It's that time of the year again. Love blossoms on college campuses across the land, and violence rips across the football field as student athletes try to bludgeon the opposition.
For more than a century football has ranked supreme among college sports in what would seem to be an uncomfortable marriage between a violent game and high academic goals. Turn on your television set any Saturday and witness the feverish clashes on the field and hysteria in the stands.
The peculiar relationship between football and many of the most tranquil campuses in the country led three researchers to ask a basic question: Why football?
They found the answer in their history books, and on their own campuses.
Football is a man's game. Macho man. It continues today because football prowess can elevate the status of a winning university, and not coincidentally, fill its halls with men.
"Academics like to pretend that football is ancillary to the main business of higher education, but if you look at admissions or donations, you see it's central," said Mitchell Stevens, associate professor of education at Stanford University and one of three authors of a new study that focuses on the dominant role football plays in modern higher education.

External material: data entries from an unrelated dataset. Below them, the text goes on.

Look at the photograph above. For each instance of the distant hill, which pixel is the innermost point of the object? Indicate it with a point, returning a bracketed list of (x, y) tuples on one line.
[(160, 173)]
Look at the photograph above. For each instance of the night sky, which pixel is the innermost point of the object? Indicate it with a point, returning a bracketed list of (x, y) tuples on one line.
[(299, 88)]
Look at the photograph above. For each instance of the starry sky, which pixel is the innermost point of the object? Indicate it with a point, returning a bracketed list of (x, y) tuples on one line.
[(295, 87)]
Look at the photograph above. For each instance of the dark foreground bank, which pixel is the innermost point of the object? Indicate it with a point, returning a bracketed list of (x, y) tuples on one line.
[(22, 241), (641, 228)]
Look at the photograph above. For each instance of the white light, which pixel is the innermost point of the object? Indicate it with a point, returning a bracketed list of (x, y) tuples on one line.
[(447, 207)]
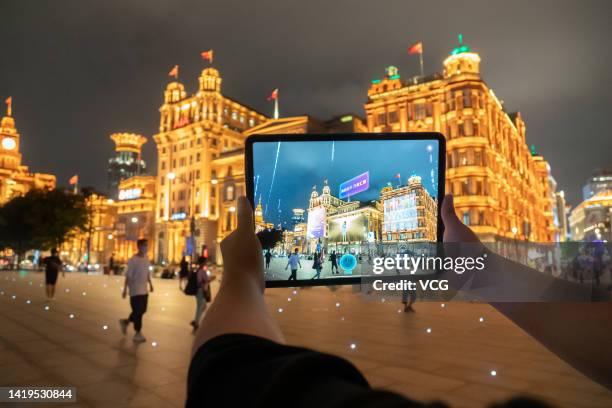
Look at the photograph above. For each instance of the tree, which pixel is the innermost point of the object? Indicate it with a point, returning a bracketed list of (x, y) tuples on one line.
[(41, 219), (269, 237)]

Stanford is a powerhouse in football. It also makes nearly everyone's list of top universities. That's no coincidence, Stevens said in a telephone interview.
"There's no question that football retains its macho air, and the warlike violent aspects of the game are essential to its appeal," he said. "It's one way that colleges and universities continue to make themselves appealing to young men, especially during a period where, relative to women, men are scarce resources, especially at more academically selective schools.

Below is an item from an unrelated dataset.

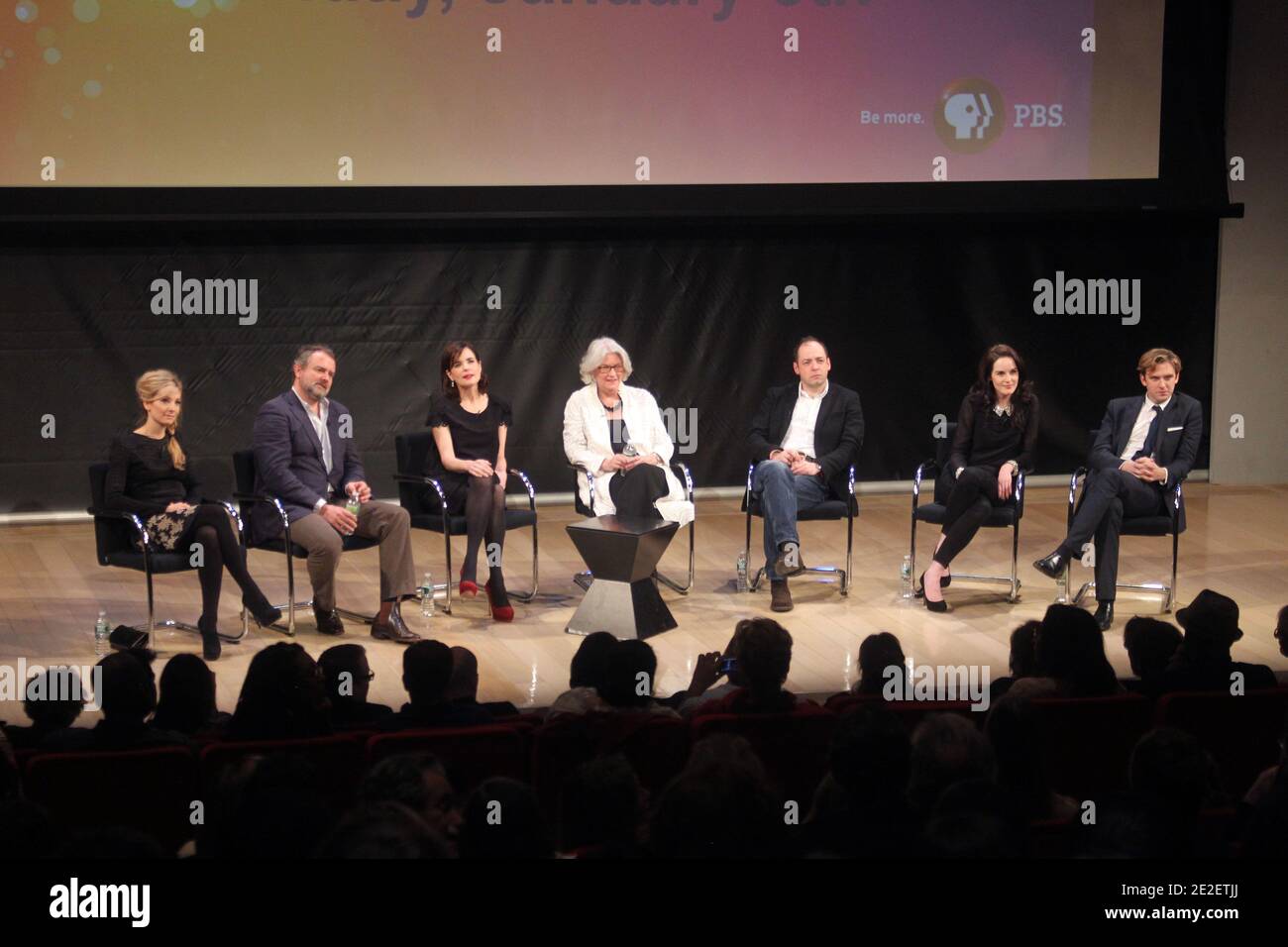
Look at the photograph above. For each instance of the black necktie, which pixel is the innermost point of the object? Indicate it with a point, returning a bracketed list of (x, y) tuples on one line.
[(1151, 434)]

Males, he said, "are relatively prized commodities."
But beyond the macho element, there's status, and maintaining a high status is essential when it comes to attracting students as well as professors, not to mention alumni donations. It's no accident that most high-profile colleges and universities also excel in football, at least among their peer institutions.

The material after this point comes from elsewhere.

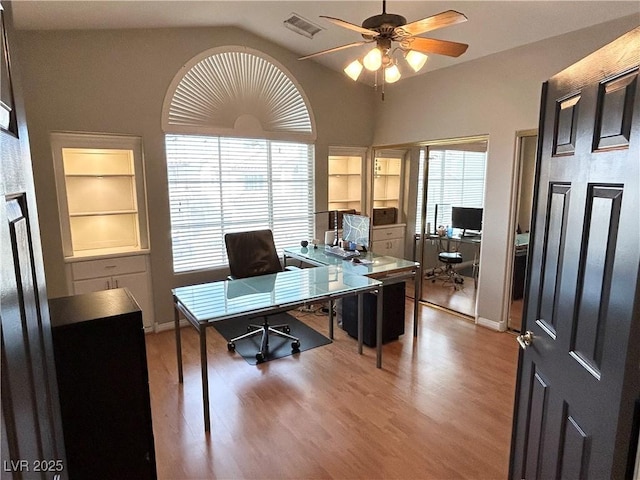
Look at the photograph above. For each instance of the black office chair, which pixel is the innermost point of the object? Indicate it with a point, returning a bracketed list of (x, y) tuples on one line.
[(251, 254), (449, 259)]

Stevens, along with organizational management specialist Arik Lifschitz, also of Stanford, and sociologist Michael Sauder of the University of Iowa, the only football fan among the three, analyzed data from 283 American universities from 1896 ? 2010 to see how a successful football program affects status.
"Football drew avid fans from its beginning," the study says. "Within 25 years of the first Rutgers-Princeton game (in 1869) schools from every region of the country were fielding teams and sending them on competitive expeditions to other schools."
Then, as now, there was a macho element in the rapid spread of the game. The West still needed to be tamed, the country was expanding rapidly economically, and it wasn't altogether clear that a college education would be helpful to the young men in the family.
"The need to send an ambitious son to college for several years of book learning was not presumed when there was money to be made in a family business or on the Western frontier," the study says. Besides, "college life was popularly regarded as bookish and effete."
Football brought something new to the campus. "The excitement, danger and masculine character of the game were key to its influence," the researchers said. It brought together universities that had been somewhat isolated from each other. As time passed their football teams were organized into conferences, and today, according to the research, conferences have grown into major givers ? and deniers ? of status.
Universities are found in conferences that reflect not only their football skills, but their academic achievements as well. Only schools that are deemed worthy both in scholarship and football are allowed to move up to the more prestigious conferences.
Boise State University has a highly rated football team, for example, but it was passed over when the Pac-10 recently expanded. Bob Kustra, president of the university, told a press conference that Boise State was "building our research programs and our graduate programs" to better its chances of eventually joining the celebrated conference, which has some of the highest rated schools ? academically -- and most successful football programs in the country.
High profile football conferences, Kustra said, "look at schools that look the most like them." A winning team isn't enough. Football, in this case, is driving academics.
There are, of course, exceptions. Nearly any list of best universities in the country will include MIT and CalTech, for instance, neither of which is taken seriously as a football threat. Harvard tops many lists, and it can field a fair team, especially when playing arch-rival Yale.
So football isn't the only game in town.
"There are multiple status systems in higher education, and they are related to each other, but they are also independent of each other," Stevens said in the interview. "Very few schools can claim to be excellent in all things."
By the way, the researchers debunk the popular assumption that universities build football teams because they bring money to the campus.
"For the vast majority of colleges and universities, football costs much more money than it brings in," the study says, citing other research. Only the most successful programs are likely to reap significant television revenues and build high-capacity stadiums. However, a good program is a "sacred cow for trustees and alumni," which can add a few bucks to the coffers.
But even a struggling team brings one reward, the researchers found. It brings men back to the campus at a time when women are surpassing men in both numbers and academic performance.
And despite that old song, you don't have to be a football hero to get the prettiest girls. But it couldn't hurt.